SCATTERING THEORY AND THE “NONPHYSICAL SHEET” FOR A SYSTEM OF ORDINARY DIFFERENTIAL EQUATIONS

(Presented by Academician V. I. Smirnov on 18 XII 1969)

1. Let \(E\) be an \(n\)-dimensional complex Euclidean space, \(n<\infty\); let \(Q(x)\) be a piecewise-continuous Hermitian \(n\times n\) matrix function, \(-a\le x<\infty,\ 0<a<\infty\), and moreover\(^*\) \(Q(x)=0\) for \(x>0\), \(Q(x)\ge 0\), \(x<0\). In the space \(L_2(-a,\infty;E)\) consider the self-adjoint operator \(L\) generated by the differential expression

\[ lu=-u''+Q(x)u,\qquad x>-a, \]

and the boundary condition \(u(-a)=0\). Alongside it we consider the corresponding unperturbed operator \(L_0\), generated in the space \(L_2(0,\infty;E)\) by the differential expression \(l_0u=-u''\) and the boundary condition \(u(0)=0\).

As is known (see \((^1)\)), the resolving operators\(^ {**}\) \(V(t)\) and \(V_0(t)\) for the corresponding wave equations

\[ u_{tt}=-Lu,\qquad u_{tt}=-L_0u \]

form unitary groups in the spaces \(\mathcal H\) and \(\mathcal H_0\) of \(2n\)-component vector functions (data) \(U=[u_0,u_1]\), defined on \((-a,\infty)\) and \((0,\infty)\), respectively. The role of the unit form in \(\mathcal H\) and \(\mathcal H_0\) is played by the energy:

\[ \|U\|_{\mathcal H}^{2}=\tfrac12\{L\langle u_0,u_0\rangle+(u_1,u_1)\}, \]

\[ \|U\|_{\mathcal H_0}^{2}=\tfrac12\{L_0\langle u_0,u_0\rangle+(u_1,u_1)_0\}. \]

Here \(L\langle u_0,u_0\rangle\) and \(L_0\langle u_0,u_0\rangle\) are the quadratic forms of the operators \(L\) and \(L_0\), while \((u_1,u_1)\), \((u_1,u_1)_0\) are the scalar products in \(L_2(-a,\infty;E)\) and \(L_2(0,\infty;E)\).

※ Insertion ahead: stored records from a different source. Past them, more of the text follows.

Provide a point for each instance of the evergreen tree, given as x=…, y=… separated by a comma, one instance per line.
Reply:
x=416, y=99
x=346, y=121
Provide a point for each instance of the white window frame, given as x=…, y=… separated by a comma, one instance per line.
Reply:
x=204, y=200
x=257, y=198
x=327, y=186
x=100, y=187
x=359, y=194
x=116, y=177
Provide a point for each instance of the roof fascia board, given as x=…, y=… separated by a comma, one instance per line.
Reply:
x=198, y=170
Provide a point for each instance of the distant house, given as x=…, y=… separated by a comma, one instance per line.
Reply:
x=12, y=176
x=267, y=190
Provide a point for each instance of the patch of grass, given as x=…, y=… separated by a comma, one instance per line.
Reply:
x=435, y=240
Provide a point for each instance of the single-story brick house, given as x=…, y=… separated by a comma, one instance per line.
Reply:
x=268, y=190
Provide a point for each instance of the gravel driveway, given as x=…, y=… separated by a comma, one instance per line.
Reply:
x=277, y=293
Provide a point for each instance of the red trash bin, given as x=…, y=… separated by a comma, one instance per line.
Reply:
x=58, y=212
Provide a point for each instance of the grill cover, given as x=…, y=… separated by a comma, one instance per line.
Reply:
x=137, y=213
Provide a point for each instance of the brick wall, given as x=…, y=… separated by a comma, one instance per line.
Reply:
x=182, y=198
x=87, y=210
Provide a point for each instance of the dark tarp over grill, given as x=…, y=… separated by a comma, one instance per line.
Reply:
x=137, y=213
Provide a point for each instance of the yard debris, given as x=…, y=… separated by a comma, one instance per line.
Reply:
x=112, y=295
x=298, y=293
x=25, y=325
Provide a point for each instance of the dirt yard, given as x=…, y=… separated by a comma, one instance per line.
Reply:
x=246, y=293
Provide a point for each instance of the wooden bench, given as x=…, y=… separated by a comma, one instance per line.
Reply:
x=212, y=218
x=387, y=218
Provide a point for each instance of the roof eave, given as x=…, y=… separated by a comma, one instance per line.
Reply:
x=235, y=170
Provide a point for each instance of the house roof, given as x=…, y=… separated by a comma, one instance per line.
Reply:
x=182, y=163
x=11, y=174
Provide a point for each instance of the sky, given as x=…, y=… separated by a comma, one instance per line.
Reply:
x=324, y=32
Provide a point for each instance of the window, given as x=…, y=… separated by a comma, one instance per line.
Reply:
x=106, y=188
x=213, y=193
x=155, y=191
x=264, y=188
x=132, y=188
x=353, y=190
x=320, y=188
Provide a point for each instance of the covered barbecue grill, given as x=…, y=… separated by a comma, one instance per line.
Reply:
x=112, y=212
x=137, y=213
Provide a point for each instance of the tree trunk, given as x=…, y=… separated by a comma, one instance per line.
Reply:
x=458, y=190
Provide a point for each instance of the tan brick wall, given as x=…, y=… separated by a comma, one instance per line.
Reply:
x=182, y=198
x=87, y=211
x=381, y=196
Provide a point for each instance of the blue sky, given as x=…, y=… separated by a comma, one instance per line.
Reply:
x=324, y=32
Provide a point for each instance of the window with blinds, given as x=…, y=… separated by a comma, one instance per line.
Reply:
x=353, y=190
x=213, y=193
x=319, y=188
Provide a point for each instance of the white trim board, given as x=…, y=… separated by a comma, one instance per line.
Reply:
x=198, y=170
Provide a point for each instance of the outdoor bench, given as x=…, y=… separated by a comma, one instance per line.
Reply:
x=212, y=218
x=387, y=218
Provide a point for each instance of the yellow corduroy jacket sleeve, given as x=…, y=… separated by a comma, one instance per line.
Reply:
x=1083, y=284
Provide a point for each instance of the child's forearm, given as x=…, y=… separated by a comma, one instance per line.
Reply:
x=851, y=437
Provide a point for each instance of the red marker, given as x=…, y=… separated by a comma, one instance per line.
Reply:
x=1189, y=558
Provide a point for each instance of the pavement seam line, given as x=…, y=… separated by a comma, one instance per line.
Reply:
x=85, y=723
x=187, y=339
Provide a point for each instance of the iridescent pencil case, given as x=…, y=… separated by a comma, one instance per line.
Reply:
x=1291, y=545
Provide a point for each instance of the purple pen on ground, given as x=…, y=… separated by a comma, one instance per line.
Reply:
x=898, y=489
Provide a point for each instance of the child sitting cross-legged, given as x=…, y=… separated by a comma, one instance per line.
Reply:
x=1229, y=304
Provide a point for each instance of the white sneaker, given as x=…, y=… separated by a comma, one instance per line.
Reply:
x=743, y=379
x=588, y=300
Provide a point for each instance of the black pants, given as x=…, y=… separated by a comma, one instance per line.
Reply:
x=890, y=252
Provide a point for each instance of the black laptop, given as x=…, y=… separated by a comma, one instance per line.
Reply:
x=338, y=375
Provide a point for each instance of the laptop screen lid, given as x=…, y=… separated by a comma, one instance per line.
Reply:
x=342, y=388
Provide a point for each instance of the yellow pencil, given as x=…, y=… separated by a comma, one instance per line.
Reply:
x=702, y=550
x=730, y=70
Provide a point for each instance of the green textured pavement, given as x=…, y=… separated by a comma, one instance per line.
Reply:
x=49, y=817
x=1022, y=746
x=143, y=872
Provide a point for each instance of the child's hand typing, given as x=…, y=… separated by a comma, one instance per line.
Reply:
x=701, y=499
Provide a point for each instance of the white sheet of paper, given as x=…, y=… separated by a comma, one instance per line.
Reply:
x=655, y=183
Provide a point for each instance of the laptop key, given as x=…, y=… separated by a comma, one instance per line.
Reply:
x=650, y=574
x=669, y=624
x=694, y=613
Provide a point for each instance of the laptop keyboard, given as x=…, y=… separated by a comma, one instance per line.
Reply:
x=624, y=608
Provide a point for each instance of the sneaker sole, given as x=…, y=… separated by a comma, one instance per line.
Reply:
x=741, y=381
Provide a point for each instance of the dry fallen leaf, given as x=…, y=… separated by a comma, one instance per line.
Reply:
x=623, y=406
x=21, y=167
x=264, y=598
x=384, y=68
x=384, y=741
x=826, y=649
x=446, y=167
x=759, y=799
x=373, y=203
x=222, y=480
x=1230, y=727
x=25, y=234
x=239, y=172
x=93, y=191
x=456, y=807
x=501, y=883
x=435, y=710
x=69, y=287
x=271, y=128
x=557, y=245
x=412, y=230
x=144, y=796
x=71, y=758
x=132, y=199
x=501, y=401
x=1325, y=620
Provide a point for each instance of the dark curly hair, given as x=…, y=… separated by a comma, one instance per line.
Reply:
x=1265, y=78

The space \(\mathcal H_0\) is isometrically embedded in \(\mathcal H\) as a subspace, and the groups \(\{V(t)\}\) and \(\{V_0(t)\}\) possess common incoming and outgoing subspaces \(D_-\) and \(D_+\) (see the definition in \((^1)\)):

\[ D_-=\{U;\ U\in\mathcal H_0,\ u_0'=u_1\},\qquad D_+=\{U;\ U\in\mathcal H_0,\ u_0'=-u_1\}. \]

Moreover \(D_-\) and \(D_+\) are orthogonal and together span all of \(\mathcal H_0\).

Using the Adamyan–Arov scheme \((^2)\), one can define the scattering operator for the groups \(\{V_0(t)\}\) and \(\{V(t)\}\). The following assertion gives an explicit form for the scattering operator \(S(V_0,V)\) in the spectral representation (see \((^1)\)) of the group \(\{V(t)\}\).

Let \(f(x,k)\) denote the solution of the equation

\[ lf(x,k)=k^2 f(x,k),\qquad f(x,k)\in E\times E,\qquad x>-a, \tag{1} \]

having the property \(f(x,k)e^{ikx}=I,\ x>0,\ \operatorname{Im} k=0\) (see \((^3)\)).

\(^*\) The condition of nonnegativity of \(Q(x)\) for \(x<0\) is not essential, but it makes it possible to simplify considerably a number of arguments in comparison with the general case (an analogous situation is discussed, for example, in \((^1)\), Ch. 6).

\(^ {**}\) The action of the operators \(V(t)\) and \(V_0(t)\) consists in taking the given solution data

\[ U_0=\left[u(0),\frac{du}{dt}(0)\right], \]

corresponding to the initial instant of time, into the solution data

\[ U(t)=\left[u(t),\frac{du}{dt}(t)\right], \]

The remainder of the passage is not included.